Educar o paciente resulta em mais saúde

Artigo publicado pelo secretário de Estado da Saúde do Espírito Santo, Ricardo de Oliveira, no jornal A Gazeta, em 3 de julho de 2018

O Sistema Único de Saúde (SUS) organiza o atendimento à população em uma rede de atenção com três níveis: a Básica, primeiro atendimento na unidade de saúde do município, a Ambulatorial Especializada, com consultas e exames ofertados pelo estado e a Hospitalar, com alta complexidade. Os serviços de saúde vem, a cada ano, perdendo a visão desse fluxo do paciente e criando gargalos no atendimento.

Segundo Eugênio Vilaça, consultor do Conselho Nacional de Secretários de Saúde – CONASS, os sistemas fragmentados de serviços de saúde se desorganizam e se isolam. Uma rede integrada presta assistência na hora certa e no lugar certo. Ciente desse diagnóstico, trabalhamos por níveis de atenção à saúde resolutivos e de atuação conjunta. Estudos mostram que a atenção básica pode resolver 80% dos problemas de saúde da população. Priorizamos, então, esse primeiro nível de atenção com a capacitação de 22 mil profissionais da atenção básica e a aplicação de novos processos de trabalho nas unidades de saúde. O segundo passo foi reformular o modelo ambulatorial com foco nas doenças crônicas e atendimento multiprofissional.

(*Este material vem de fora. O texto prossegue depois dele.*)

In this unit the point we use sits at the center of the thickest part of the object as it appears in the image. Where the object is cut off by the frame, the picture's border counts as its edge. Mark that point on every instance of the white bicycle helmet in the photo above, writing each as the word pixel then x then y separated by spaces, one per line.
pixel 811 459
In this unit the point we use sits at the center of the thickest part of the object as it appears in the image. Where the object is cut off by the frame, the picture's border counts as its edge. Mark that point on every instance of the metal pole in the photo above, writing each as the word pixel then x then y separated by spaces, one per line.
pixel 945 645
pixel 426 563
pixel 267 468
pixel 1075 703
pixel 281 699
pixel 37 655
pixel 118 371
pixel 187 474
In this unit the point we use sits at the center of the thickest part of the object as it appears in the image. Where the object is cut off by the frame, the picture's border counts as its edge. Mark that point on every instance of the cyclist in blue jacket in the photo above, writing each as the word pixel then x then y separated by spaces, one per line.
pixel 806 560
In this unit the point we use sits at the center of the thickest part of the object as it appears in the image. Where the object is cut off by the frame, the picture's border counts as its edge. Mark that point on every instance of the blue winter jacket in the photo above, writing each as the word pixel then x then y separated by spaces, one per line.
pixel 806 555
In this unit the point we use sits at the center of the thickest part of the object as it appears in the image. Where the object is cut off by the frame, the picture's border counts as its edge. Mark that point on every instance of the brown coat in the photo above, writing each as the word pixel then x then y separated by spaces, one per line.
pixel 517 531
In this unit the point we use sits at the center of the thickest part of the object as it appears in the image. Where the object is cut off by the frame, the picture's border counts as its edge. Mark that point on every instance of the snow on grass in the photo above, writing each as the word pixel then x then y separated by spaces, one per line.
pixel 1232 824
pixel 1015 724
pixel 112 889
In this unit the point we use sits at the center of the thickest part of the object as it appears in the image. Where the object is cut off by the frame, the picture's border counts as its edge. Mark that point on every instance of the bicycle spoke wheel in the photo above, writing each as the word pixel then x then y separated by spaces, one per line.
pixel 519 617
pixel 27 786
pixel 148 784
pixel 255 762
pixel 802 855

 Os centros de especialidades passam a ser Unidades de Cuidado Integral à Saúde, onde o paciente chega já com a doença identificada. Ali, o usuário recebe um plano de cuidado com as orientações médicas, de alimentação, exercícios físicos e como tomar remédios. O objetivo é educar o paciente para cuidar da própria saúde. Esta nova maneira de tratar a saúde ganhou o nome de Rede Cuidar: um projeto com o diagnóstico dos problemas do SUS e que reorganiza a assistência com a ajuda dos municípios em todo o estado.

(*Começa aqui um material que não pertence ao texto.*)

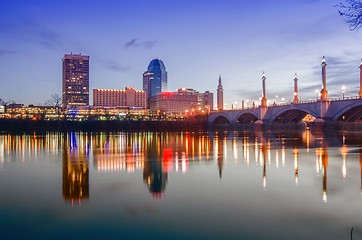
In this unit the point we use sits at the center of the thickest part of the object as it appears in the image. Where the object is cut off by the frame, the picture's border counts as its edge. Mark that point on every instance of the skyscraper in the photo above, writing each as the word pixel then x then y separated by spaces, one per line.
pixel 75 90
pixel 155 79
pixel 220 95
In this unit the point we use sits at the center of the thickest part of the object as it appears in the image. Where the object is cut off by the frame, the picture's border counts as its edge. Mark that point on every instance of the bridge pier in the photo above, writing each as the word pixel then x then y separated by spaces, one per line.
pixel 360 80
pixel 324 92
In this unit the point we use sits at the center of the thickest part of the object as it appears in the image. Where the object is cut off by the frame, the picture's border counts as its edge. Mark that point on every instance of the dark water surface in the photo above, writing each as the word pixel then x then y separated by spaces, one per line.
pixel 185 185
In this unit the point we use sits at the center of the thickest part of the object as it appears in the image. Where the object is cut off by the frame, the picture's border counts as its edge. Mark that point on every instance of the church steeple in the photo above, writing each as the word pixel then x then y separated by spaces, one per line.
pixel 220 95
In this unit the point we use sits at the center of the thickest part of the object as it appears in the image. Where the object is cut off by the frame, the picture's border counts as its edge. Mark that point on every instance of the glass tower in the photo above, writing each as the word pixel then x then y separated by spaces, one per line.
pixel 155 78
pixel 75 80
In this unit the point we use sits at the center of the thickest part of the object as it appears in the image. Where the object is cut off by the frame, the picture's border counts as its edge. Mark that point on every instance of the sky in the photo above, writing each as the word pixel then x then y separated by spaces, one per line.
pixel 198 40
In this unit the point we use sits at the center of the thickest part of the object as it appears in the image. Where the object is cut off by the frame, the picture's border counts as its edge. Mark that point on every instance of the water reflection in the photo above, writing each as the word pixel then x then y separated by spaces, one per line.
pixel 75 169
pixel 156 155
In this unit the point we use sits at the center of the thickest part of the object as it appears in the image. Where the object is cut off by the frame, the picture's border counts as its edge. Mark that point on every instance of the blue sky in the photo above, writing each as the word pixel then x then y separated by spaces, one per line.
pixel 197 40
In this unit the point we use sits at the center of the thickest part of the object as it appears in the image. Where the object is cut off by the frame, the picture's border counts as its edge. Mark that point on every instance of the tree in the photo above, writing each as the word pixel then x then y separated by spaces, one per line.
pixel 351 10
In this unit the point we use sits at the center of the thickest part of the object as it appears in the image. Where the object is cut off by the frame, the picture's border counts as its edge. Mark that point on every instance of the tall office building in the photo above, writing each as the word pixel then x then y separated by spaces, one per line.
pixel 155 79
pixel 220 96
pixel 75 80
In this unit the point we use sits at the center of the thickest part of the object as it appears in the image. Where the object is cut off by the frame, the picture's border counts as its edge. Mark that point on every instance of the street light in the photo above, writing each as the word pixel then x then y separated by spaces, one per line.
pixel 343 90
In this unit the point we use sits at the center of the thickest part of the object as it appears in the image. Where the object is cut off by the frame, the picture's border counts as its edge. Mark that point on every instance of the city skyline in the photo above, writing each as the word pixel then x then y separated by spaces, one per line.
pixel 236 39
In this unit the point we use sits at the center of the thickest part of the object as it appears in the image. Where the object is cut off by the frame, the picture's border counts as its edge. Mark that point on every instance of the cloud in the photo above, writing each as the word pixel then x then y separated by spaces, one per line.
pixel 30 31
pixel 134 43
pixel 114 66
pixel 5 52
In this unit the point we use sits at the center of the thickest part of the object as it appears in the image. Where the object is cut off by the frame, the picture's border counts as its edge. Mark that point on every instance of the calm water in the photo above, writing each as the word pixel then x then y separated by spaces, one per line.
pixel 216 185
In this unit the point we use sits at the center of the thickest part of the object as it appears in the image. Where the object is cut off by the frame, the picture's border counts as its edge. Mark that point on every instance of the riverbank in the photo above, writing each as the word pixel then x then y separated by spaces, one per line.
pixel 26 125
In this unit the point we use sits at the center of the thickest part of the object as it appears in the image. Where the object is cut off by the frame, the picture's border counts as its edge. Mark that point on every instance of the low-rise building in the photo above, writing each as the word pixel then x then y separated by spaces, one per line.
pixel 183 101
pixel 129 97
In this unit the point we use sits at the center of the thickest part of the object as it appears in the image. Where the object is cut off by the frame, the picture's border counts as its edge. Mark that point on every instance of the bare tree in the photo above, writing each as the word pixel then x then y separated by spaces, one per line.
pixel 351 10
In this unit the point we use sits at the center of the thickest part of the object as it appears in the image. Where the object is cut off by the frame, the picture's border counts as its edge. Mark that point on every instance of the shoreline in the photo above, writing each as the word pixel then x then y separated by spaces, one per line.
pixel 192 124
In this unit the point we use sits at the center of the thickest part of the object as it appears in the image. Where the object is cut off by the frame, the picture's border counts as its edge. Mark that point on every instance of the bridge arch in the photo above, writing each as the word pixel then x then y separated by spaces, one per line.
pixel 221 119
pixel 290 116
pixel 246 118
pixel 352 113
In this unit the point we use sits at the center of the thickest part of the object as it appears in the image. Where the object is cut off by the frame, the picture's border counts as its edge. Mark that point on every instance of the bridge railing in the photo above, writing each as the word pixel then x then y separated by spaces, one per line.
pixel 288 103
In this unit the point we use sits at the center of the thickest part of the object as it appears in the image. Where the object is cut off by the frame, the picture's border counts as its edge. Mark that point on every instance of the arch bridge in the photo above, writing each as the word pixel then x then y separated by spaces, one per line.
pixel 346 110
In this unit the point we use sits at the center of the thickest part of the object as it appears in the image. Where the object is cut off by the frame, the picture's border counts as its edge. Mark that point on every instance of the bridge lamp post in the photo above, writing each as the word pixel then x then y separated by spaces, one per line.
pixel 343 90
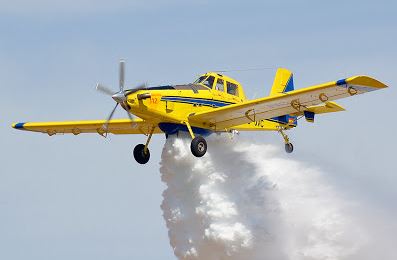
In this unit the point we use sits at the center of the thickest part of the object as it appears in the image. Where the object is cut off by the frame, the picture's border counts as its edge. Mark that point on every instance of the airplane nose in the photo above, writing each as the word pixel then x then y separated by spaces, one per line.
pixel 119 97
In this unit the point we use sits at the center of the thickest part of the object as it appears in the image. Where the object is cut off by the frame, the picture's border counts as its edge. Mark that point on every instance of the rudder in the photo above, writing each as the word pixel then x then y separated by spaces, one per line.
pixel 283 82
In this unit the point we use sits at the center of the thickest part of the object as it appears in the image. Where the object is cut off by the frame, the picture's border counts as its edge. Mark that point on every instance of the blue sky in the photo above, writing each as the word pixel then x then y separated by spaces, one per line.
pixel 84 197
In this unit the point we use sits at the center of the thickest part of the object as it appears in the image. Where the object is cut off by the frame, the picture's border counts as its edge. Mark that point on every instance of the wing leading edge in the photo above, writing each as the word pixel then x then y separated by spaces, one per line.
pixel 295 101
pixel 117 126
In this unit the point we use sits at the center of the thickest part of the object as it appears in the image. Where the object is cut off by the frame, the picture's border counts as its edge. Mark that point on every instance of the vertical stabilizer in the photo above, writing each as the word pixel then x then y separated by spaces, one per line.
pixel 283 82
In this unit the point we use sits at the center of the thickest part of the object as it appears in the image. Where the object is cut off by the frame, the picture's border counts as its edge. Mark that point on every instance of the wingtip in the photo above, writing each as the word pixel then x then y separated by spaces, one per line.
pixel 18 125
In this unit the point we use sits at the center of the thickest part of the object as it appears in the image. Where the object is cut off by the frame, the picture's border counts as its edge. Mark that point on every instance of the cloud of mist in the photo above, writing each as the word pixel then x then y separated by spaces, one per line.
pixel 248 201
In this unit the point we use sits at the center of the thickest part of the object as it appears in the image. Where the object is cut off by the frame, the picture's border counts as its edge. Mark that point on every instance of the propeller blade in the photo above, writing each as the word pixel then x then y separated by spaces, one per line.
pixel 122 68
pixel 104 89
pixel 106 124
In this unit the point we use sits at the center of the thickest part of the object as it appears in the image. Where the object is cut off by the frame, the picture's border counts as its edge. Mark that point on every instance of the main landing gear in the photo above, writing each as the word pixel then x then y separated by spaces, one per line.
pixel 288 146
pixel 198 146
pixel 141 151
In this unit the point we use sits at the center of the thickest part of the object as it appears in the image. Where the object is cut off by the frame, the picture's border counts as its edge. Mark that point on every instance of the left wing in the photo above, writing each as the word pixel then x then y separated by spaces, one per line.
pixel 117 126
pixel 286 103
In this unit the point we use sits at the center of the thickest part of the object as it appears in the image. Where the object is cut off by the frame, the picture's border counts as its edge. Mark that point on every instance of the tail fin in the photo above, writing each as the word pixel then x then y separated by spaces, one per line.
pixel 283 82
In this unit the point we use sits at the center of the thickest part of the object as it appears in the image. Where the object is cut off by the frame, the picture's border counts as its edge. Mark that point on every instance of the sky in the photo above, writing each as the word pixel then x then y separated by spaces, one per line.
pixel 84 196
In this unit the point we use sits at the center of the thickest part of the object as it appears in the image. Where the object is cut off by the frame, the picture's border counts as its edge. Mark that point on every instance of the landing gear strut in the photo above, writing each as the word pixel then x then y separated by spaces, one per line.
pixel 288 146
pixel 141 151
pixel 198 146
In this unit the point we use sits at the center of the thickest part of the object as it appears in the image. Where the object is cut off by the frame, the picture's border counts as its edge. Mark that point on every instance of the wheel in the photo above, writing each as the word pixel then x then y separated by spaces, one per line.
pixel 289 147
pixel 140 155
pixel 198 146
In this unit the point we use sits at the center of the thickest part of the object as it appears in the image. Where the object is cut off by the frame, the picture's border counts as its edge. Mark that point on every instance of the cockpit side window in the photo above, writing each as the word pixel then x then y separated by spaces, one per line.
pixel 209 82
pixel 232 88
pixel 199 80
pixel 219 85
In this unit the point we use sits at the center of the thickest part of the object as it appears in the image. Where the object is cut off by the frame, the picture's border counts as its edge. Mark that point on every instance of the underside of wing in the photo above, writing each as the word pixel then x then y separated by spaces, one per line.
pixel 117 126
pixel 292 102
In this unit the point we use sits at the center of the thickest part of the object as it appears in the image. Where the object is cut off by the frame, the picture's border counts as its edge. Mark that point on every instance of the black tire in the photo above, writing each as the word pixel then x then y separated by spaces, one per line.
pixel 140 155
pixel 289 148
pixel 198 146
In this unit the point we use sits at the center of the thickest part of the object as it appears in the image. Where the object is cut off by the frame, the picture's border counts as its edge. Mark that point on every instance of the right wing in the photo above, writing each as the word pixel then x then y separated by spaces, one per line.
pixel 291 102
pixel 116 126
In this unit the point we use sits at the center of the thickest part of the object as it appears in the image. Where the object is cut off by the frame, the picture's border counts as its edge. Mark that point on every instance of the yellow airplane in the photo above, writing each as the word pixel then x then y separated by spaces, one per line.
pixel 211 104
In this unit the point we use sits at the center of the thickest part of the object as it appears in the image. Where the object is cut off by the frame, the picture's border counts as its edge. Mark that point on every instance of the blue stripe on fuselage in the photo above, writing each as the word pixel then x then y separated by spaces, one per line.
pixel 198 101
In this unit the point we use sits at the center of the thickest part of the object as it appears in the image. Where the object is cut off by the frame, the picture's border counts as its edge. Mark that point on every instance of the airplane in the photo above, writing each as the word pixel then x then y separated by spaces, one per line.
pixel 214 103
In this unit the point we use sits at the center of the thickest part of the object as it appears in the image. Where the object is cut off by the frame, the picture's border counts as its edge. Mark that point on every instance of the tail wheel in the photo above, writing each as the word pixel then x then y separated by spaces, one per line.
pixel 140 155
pixel 289 147
pixel 198 146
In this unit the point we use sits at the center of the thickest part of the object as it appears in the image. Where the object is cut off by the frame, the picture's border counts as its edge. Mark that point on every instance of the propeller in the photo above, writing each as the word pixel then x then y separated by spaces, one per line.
pixel 120 97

 Já estão em funcionamento as unidades em Nova Venécia e Santa Teresa e, até o fim do ano em Guaçuí e Linhares. Em 2019, Domingos Martins terá uma unidade. Os atuais Centros Regionais de Especialidades serão unidades de cuidado integral à saúde, completando assim a reorganização da assistência ambulatorial especializada no Estado. O terceiro elo desta conexão, a Atenção Hospitalar, ganha quando a maioria dos pacientes passar a resolver suas demandas de saúde nas Atenções Primária e Especializada mais organizadas e eficientes. A Rede Cuidar aponta uma solução para a melhoria dos serviços públicos de saúde. O poder público só precisa perseverar nesse caminho.